Sea sponge inspired solar cells described in New Scientist, 24 March 2007, p32. Some sea sponges are covered with fine spikes of silica, which they make by converting silicic acid from sea water, using an enzyme named silicatein to catalyse the reaction.
Spikey structures like these could help make photovoltaic cells (solar panels) more efficient, but making them involves an expensive, high energy process conducted at high temperatures and low pressures. The sponge makes them at low temperatures and near neutral pH – much easier conditions to work with.

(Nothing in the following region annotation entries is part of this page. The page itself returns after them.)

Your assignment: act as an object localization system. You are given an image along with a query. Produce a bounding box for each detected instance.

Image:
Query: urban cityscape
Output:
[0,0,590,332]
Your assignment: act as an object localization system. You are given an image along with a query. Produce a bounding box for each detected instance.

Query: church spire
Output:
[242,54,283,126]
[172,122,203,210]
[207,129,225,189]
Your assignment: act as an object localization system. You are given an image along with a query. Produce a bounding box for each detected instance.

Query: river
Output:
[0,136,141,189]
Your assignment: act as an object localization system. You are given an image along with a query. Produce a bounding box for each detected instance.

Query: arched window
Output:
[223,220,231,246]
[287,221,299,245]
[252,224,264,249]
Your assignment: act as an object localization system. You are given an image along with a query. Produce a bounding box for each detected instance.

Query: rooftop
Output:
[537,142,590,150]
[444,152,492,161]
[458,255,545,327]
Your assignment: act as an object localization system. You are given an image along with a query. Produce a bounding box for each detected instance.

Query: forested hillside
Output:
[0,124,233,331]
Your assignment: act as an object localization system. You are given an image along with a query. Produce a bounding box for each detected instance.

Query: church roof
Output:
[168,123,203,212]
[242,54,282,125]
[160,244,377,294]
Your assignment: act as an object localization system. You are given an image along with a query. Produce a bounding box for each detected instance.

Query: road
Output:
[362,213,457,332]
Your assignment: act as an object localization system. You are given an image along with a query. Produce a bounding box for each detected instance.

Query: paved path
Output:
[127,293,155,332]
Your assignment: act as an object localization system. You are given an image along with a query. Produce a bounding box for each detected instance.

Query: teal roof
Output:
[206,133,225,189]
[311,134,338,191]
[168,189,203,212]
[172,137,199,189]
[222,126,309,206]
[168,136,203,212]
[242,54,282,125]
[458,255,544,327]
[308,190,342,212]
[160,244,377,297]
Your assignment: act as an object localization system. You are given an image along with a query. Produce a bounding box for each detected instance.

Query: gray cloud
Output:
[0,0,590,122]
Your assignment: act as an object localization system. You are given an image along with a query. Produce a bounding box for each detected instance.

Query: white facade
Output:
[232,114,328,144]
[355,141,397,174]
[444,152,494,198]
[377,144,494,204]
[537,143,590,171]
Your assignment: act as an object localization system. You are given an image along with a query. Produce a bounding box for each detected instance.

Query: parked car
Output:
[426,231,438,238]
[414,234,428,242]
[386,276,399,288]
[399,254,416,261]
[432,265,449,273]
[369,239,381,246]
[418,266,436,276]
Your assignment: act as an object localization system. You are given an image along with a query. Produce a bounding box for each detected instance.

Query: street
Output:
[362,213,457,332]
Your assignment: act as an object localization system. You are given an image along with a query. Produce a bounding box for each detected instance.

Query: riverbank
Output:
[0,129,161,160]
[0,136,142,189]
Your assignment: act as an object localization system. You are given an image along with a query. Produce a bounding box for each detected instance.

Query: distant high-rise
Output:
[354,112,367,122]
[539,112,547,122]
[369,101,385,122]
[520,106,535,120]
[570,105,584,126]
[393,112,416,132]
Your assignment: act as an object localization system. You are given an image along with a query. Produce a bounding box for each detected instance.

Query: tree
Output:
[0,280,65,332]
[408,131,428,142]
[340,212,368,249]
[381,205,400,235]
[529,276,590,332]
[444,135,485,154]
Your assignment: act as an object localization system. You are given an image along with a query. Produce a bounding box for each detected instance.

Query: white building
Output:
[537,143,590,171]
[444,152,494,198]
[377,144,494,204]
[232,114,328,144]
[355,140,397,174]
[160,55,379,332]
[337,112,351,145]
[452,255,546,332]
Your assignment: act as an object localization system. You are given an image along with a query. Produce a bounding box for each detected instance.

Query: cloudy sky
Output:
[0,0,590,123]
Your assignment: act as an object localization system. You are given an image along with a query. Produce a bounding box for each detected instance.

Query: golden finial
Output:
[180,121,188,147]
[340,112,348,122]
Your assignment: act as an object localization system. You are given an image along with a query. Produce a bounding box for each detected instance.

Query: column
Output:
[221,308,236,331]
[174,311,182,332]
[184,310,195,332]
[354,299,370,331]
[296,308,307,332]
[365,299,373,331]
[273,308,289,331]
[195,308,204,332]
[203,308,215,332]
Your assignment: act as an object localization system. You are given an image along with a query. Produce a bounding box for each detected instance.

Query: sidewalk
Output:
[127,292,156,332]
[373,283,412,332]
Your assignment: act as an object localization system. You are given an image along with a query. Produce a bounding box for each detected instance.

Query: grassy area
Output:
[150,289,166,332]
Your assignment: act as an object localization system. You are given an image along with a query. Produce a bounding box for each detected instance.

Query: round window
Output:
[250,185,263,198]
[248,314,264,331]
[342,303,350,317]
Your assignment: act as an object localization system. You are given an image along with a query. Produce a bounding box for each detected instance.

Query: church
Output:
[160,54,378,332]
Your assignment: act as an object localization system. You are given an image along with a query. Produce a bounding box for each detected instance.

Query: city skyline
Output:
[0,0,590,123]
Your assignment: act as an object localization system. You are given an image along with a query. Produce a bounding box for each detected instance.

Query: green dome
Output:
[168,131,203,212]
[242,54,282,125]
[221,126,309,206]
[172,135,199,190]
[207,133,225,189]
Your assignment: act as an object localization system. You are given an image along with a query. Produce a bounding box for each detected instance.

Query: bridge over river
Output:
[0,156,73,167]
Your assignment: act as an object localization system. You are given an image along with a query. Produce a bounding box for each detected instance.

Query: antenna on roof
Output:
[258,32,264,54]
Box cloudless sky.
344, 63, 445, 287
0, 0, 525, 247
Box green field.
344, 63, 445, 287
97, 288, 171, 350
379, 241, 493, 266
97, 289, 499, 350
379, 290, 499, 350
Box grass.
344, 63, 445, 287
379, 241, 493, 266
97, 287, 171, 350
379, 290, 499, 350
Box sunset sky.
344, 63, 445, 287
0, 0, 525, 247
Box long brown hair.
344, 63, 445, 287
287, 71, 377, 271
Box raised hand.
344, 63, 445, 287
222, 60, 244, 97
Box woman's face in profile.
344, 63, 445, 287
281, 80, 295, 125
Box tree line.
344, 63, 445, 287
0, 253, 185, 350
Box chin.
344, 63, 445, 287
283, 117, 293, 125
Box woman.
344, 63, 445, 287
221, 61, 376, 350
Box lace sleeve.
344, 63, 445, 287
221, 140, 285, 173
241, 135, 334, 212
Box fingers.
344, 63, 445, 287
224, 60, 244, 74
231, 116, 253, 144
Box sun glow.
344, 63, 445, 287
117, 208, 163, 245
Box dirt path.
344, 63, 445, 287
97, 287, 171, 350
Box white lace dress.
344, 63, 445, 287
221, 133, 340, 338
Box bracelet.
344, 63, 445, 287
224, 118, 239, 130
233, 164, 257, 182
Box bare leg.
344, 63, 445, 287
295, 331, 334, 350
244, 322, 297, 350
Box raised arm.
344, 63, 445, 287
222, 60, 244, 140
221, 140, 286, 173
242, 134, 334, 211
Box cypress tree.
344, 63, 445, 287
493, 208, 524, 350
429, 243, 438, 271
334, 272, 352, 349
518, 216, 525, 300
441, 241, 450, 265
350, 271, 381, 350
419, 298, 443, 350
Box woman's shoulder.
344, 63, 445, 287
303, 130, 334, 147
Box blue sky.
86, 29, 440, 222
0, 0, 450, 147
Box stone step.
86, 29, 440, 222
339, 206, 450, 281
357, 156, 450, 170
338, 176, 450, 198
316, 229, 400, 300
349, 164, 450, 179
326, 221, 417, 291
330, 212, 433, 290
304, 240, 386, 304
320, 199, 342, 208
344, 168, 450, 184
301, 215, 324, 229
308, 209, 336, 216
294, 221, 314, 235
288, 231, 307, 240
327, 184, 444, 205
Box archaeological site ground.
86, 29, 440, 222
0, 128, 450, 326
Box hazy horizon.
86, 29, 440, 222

Researchers at the University of California Santa Barbara have studied the golden puffball sponge, which makes silica spikes, and have developed an analogous process that makes crystalline layers of zinc oxide, using ammonia to catalyse the conversion of zinc nitrate to zinc oxide. The researchers have been able to use the crystals to make some simple solar cells.
One of the researchers, Birgit Schwenzer, commented: “There are still problems but the process seems to be working at really low temperatures and producing devices at really low cost.”
Editorial Comment: While intelligent, creative chemical engineers continue to apply their minds to solving the problems with the process they invented, the sponge, which has no brain, will continue to make silica spikes without any problems. Therefore, there is no excuse for refusing to believe the sponge, and the enzyme that catalyses the silicic acid reaction, were designed and created by a far more intelligent chemist.